There were more than FIVE HUNDRED little dead birds in a heap beside a cardboard box which contained feathers and some grass clippings. Time passed. Then more time passed. Every now and again I’d fire off an e-mail asking if there was any progress identifying the birds and what killed them. Finally, a couple of weeks ago, we get an answer. Or what will have to pass for an answer.

They were barn swallows probably died of “fumigation”. Gee, we can’t even think of where it could have happened, let alone why or who. Barn swallows.  It is just so totally grotesque. And scary to think someone with that mentality was or is walking around our village, in contact with our cats, dogs, and let’s not overlook our little kids.

And now there’s a big kerfuffle about the situation in Saskatchewan where a farmer shot a Cree man in the head and was then found Not Guilty. Many people busy playing the race card. I feel heart sorry for the mother of the dead guy. I lost my youngest in October and I know what an aching void that leaves. Apparently the RCMP acted like dolts when they went to tell her that her kid was gone.
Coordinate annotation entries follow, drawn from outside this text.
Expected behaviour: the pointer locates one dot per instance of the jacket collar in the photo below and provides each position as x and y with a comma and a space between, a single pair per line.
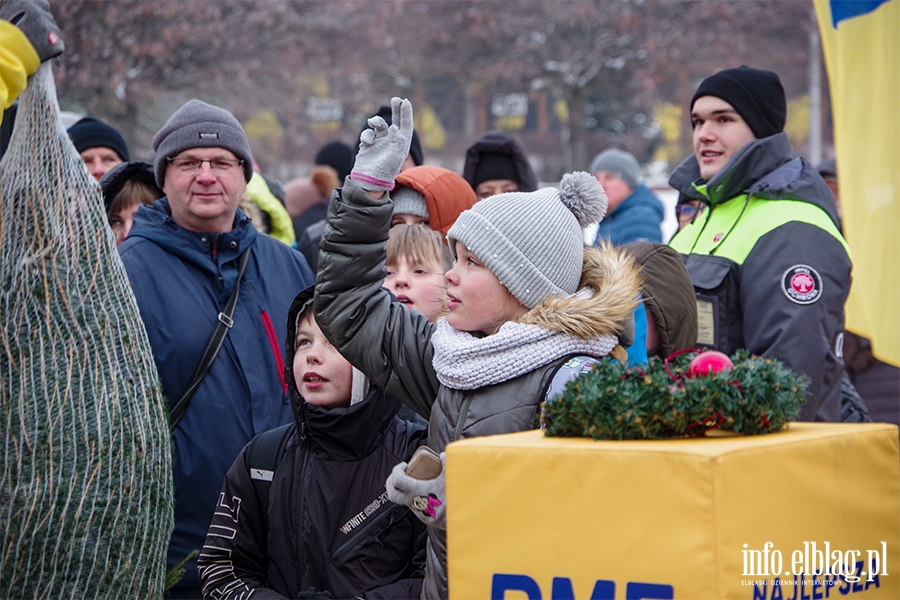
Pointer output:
610, 284
155, 223
764, 168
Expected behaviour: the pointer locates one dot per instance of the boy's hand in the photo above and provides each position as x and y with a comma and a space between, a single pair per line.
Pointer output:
383, 149
33, 17
426, 497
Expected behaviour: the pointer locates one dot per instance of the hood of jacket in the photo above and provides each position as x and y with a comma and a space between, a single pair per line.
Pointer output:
446, 194
764, 168
155, 223
497, 142
348, 433
608, 291
668, 295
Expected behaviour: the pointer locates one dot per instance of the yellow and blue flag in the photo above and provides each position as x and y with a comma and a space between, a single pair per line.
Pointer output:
861, 42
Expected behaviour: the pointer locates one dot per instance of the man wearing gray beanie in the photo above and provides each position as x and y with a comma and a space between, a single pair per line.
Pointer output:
770, 268
635, 213
188, 257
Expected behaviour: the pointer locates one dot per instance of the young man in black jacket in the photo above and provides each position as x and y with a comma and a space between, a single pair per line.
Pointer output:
770, 268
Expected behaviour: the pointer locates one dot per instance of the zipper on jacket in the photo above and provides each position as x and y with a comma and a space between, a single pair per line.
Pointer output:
357, 537
463, 411
301, 495
273, 342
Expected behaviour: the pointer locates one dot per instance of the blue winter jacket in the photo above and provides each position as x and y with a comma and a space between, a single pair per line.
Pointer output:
636, 219
182, 280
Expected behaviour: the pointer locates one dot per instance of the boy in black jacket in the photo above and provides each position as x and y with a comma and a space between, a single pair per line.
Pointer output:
331, 530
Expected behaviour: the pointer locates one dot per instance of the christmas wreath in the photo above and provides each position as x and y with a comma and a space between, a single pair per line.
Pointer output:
686, 395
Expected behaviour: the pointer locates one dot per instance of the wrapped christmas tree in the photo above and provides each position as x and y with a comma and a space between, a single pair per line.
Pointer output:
85, 487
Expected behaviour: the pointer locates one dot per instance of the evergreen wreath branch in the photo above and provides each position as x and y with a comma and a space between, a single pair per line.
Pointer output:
660, 401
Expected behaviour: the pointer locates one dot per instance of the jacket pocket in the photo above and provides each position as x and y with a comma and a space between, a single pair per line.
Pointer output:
719, 314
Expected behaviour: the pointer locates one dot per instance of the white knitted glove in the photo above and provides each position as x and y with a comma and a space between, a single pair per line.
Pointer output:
383, 149
426, 497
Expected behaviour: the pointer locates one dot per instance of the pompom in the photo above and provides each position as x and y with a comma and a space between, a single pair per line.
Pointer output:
584, 196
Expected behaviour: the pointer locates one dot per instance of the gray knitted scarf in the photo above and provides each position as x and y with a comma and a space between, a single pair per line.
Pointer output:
465, 362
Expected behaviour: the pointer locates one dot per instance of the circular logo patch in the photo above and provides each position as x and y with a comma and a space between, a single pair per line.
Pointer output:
802, 284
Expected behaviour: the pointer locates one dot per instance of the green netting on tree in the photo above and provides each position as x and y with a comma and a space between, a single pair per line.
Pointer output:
85, 488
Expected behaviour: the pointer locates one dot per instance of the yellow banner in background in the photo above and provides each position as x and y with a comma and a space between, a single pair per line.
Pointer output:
861, 42
797, 515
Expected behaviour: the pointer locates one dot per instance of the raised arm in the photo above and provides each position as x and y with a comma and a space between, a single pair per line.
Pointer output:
379, 336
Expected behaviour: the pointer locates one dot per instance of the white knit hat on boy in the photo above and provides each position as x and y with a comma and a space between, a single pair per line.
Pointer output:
533, 241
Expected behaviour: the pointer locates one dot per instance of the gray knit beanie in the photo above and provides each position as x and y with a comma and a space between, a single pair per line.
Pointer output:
200, 125
533, 241
620, 163
408, 201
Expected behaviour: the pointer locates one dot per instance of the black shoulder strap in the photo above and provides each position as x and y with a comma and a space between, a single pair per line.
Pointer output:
264, 454
416, 435
213, 346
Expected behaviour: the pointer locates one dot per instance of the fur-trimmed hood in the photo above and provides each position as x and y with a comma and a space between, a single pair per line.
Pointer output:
613, 277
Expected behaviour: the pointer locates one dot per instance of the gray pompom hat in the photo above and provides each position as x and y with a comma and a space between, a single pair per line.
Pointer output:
200, 125
534, 241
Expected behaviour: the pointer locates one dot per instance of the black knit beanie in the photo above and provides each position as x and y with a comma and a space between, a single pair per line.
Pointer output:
756, 94
91, 133
495, 166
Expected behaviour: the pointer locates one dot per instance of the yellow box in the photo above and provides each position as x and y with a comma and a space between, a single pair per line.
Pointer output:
535, 517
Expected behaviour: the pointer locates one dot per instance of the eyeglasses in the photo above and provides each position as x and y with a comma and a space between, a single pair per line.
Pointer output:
216, 164
686, 212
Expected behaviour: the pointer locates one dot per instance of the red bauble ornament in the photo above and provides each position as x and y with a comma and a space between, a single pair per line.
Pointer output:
708, 362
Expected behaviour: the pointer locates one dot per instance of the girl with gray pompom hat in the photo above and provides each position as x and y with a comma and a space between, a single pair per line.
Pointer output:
525, 297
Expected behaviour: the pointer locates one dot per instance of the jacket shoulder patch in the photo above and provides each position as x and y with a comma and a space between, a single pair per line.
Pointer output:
802, 284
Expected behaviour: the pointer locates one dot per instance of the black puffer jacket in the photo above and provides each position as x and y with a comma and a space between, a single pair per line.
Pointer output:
331, 526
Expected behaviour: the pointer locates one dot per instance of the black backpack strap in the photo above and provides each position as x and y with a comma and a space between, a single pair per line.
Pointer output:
223, 325
416, 435
264, 454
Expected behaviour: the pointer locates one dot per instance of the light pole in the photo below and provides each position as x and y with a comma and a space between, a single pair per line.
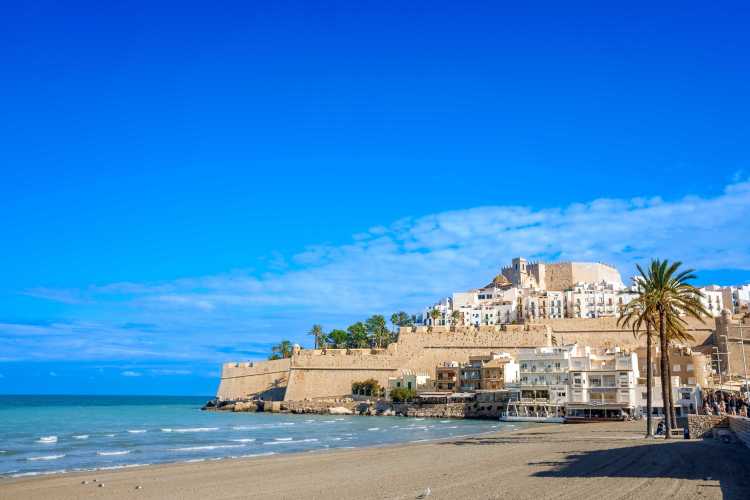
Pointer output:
741, 327
729, 363
718, 362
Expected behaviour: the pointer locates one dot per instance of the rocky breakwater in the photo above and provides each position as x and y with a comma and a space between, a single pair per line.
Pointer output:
327, 406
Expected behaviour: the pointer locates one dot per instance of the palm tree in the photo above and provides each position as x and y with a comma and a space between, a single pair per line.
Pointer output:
638, 312
282, 350
434, 316
319, 336
671, 296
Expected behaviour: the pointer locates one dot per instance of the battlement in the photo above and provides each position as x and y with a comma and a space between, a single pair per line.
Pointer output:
319, 373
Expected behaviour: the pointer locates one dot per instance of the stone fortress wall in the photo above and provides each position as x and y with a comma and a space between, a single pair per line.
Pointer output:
321, 373
559, 276
564, 275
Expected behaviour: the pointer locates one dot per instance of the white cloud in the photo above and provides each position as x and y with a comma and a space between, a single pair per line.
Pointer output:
405, 265
166, 371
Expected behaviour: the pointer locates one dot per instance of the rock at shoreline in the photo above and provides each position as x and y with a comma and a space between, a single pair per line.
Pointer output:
339, 410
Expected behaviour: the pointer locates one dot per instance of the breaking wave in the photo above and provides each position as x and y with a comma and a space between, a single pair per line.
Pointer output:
45, 457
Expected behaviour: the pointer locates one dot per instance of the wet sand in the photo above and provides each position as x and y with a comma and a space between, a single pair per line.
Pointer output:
610, 460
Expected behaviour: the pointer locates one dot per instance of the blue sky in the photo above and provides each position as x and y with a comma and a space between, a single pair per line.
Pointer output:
186, 184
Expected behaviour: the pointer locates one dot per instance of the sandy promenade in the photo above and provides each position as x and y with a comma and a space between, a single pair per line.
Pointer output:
553, 461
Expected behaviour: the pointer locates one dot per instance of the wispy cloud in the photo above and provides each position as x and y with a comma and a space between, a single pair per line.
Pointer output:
404, 265
164, 371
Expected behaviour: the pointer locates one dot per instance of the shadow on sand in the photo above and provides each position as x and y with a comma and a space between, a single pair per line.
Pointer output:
703, 460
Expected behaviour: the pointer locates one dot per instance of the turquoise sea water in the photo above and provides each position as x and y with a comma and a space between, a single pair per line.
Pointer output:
55, 434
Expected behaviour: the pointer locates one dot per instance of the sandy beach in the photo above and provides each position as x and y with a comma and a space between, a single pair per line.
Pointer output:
550, 461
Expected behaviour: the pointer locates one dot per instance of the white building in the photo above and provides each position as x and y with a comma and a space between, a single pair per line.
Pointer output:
544, 372
602, 386
687, 399
713, 299
596, 300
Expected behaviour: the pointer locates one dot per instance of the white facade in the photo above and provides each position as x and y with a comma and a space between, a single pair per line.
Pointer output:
687, 399
604, 381
408, 380
544, 372
596, 300
713, 299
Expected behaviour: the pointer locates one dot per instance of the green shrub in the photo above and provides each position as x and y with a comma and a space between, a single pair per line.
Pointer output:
369, 387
Meanwhile, someone should whisper in Justin Trudeau’s ear that he should never pass up the chance to shut up. His comments on the jury verdict were off-side and even though I have long thought him a twerp in expensive shoes, I was amazed to hear him come out with such blether.
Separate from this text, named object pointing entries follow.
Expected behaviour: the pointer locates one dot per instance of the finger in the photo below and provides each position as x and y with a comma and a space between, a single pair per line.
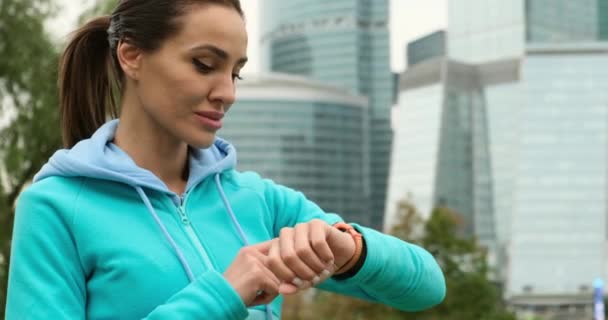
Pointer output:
291, 259
264, 264
304, 250
269, 292
288, 288
277, 266
318, 241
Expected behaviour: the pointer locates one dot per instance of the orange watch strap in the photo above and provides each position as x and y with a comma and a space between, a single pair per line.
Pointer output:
344, 227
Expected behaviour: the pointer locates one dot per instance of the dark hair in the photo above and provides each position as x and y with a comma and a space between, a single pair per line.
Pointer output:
90, 78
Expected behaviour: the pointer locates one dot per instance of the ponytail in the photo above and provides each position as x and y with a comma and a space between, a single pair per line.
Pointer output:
88, 85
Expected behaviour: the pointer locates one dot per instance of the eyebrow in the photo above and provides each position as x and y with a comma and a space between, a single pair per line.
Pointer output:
218, 52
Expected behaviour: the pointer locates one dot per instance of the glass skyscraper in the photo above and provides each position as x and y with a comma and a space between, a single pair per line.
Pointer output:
548, 135
441, 147
305, 135
343, 43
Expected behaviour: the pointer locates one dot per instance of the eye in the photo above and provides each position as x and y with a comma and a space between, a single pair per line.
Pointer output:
201, 67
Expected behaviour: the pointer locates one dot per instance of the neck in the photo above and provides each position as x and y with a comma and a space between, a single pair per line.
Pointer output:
151, 146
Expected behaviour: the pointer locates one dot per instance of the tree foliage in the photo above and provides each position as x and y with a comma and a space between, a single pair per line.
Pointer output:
28, 96
470, 293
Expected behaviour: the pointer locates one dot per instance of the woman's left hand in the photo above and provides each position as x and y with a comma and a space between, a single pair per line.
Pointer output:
308, 254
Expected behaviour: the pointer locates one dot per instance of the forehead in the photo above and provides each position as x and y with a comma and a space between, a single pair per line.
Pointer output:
218, 25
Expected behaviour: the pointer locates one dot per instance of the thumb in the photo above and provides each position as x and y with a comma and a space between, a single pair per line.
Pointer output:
263, 247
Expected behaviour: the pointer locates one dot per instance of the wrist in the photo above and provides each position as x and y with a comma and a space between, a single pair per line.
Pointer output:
353, 247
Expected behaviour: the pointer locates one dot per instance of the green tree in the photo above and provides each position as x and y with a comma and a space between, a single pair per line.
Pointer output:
28, 96
470, 293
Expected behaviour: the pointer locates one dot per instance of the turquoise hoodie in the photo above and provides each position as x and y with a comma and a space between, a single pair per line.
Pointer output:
98, 237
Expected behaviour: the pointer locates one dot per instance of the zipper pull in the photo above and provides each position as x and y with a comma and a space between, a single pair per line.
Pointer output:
183, 215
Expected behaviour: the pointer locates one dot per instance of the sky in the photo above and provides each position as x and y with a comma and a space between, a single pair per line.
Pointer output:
409, 19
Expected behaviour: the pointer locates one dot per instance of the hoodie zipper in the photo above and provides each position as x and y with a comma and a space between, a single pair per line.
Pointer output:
194, 239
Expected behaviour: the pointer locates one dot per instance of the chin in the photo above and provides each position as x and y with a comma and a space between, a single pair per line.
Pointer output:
201, 142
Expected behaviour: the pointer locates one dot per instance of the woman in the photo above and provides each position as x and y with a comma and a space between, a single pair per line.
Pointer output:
146, 217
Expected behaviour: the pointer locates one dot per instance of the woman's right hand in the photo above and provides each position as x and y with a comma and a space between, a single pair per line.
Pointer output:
249, 275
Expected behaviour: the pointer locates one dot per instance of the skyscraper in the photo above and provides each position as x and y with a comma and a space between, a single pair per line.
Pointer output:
547, 140
305, 135
343, 43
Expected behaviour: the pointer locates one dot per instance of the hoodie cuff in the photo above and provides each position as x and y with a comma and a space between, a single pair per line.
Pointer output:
231, 302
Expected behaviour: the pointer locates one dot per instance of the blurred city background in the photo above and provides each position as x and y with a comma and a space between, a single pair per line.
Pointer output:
476, 128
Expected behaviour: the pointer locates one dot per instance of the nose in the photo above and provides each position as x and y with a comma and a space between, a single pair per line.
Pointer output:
224, 91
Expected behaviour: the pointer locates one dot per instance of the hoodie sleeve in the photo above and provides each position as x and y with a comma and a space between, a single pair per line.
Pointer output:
47, 280
395, 273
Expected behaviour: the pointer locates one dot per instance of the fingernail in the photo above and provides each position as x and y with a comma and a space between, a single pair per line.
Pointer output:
298, 282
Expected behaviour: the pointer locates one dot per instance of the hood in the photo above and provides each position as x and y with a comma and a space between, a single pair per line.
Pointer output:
97, 157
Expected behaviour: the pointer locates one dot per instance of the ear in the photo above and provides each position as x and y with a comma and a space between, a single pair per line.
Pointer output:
129, 58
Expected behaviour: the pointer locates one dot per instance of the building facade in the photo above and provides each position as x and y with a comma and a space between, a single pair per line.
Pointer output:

Now Premier Horgan is going to fund a new bridge to replace the Patullo. Oh, good, the whole province gets to pay for a bridge for the Lower Mainland! And yes, we’ll smile as we do it because, obviously, it’s a feel-good thing to try to encourage us all to forget Site C.
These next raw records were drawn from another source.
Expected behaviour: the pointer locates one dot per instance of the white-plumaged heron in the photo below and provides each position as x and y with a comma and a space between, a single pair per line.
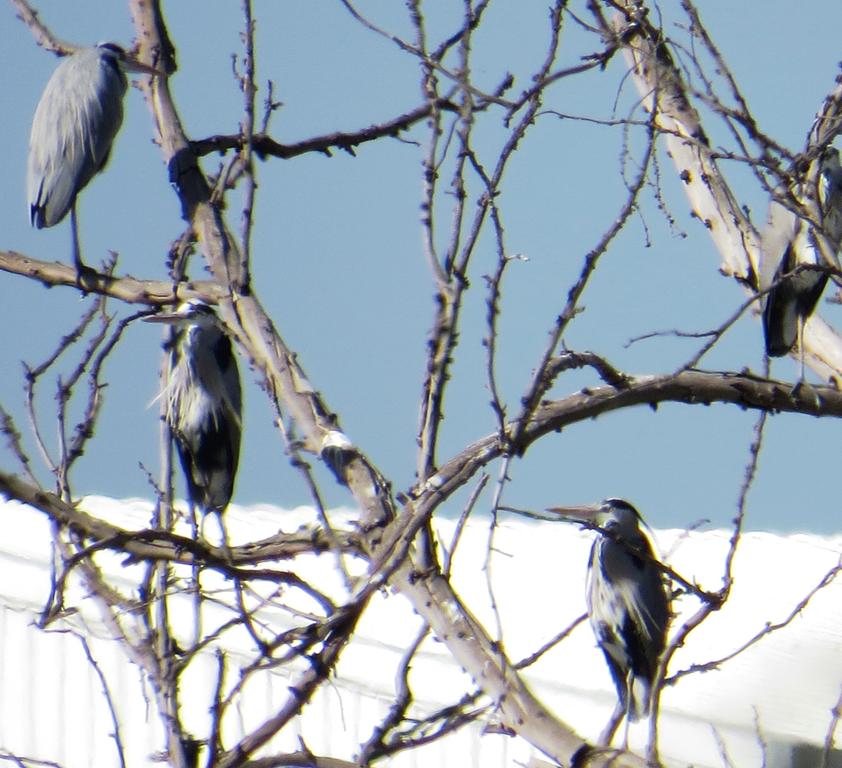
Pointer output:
203, 403
800, 275
628, 603
74, 125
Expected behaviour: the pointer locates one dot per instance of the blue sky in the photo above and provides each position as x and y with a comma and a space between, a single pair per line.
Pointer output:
339, 263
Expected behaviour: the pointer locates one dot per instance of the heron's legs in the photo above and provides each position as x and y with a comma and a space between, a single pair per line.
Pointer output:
802, 384
77, 253
81, 270
611, 726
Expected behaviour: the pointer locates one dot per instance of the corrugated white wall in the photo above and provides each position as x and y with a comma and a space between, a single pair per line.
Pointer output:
52, 707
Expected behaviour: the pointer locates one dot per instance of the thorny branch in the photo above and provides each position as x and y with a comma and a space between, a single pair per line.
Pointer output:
392, 534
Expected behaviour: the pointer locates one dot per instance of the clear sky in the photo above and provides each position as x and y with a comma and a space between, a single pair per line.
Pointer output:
340, 266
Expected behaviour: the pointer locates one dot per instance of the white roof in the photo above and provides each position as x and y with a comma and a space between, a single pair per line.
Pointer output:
785, 685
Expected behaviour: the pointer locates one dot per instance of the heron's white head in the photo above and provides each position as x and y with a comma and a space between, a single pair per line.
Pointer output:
189, 313
118, 56
613, 514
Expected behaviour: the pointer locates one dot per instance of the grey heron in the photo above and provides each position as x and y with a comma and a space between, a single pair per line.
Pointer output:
628, 603
203, 403
74, 125
799, 277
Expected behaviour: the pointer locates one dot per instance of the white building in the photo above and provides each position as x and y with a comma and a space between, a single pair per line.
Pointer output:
770, 705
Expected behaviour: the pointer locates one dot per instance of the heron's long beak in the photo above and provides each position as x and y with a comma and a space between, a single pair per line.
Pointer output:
581, 514
172, 318
133, 65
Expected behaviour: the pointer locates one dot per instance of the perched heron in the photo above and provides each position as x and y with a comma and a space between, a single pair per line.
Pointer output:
628, 603
74, 126
799, 278
203, 404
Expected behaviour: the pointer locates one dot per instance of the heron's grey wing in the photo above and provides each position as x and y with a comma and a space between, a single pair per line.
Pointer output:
74, 126
640, 589
214, 442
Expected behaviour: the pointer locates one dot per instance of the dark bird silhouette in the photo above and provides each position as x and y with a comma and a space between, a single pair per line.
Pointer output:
203, 403
628, 603
799, 277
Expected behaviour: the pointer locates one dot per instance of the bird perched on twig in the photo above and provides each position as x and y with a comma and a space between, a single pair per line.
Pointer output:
203, 403
74, 125
628, 603
792, 250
As I understand it, we are going to flood prime agricultural land to turn out electricity we don’t need and can’t sell for more than it costs to produce so that Alberta can have lots of electricity to help them haul out the tar sands which they will then send to what they will insist on calling “tidewater” via a pipeline we don’t want so it can be loaded on ships we won’t welcome which will then try to squeeze their mammoth bulks through and between the islands, rocks, and reefs of Juan de Fuca strait…

Excuse me, I seem to have lost the line of logic and reason in all of this. And what is this “tidewater” jargon?  I’ll be eighty-years-old in August and I’ve only recently heard of “tidewater”.  Dear Gawd, have the mainlanders all gone nuts? There’s a Vancouver Island term for when people start to act, talk, or think a certain way… we say they have “gone doo-lally”. It doesn’t explain anything. But when there’s craziness all round, you need some kind of crazy expression to make sense of it all.

__

Anne Cameron grows pussywillows on the western edge of Vancouver Island. She received the George Woodcock Lifetime Achievement Award for an outstanding literary career in British Columbia in 2010. Her 23 books include Daughters of Copper Woman, the bestselling work of fiction ever written about B.C. and published from within B.C. She has banished herself to Tahsis, a small town not far from Friendly Cove where the shenanigans called British Columbia all began.

 

 

One Response to “#76 500 swallows are hard to swallow”

  1. sharon lawrence says:

    Why aren\’t you Premier of BC?
    Why can\’t I \’tweet\’ this wise letter from Tahsis?
    Thanks for your wisdom.
    And a Happy Birthday for August!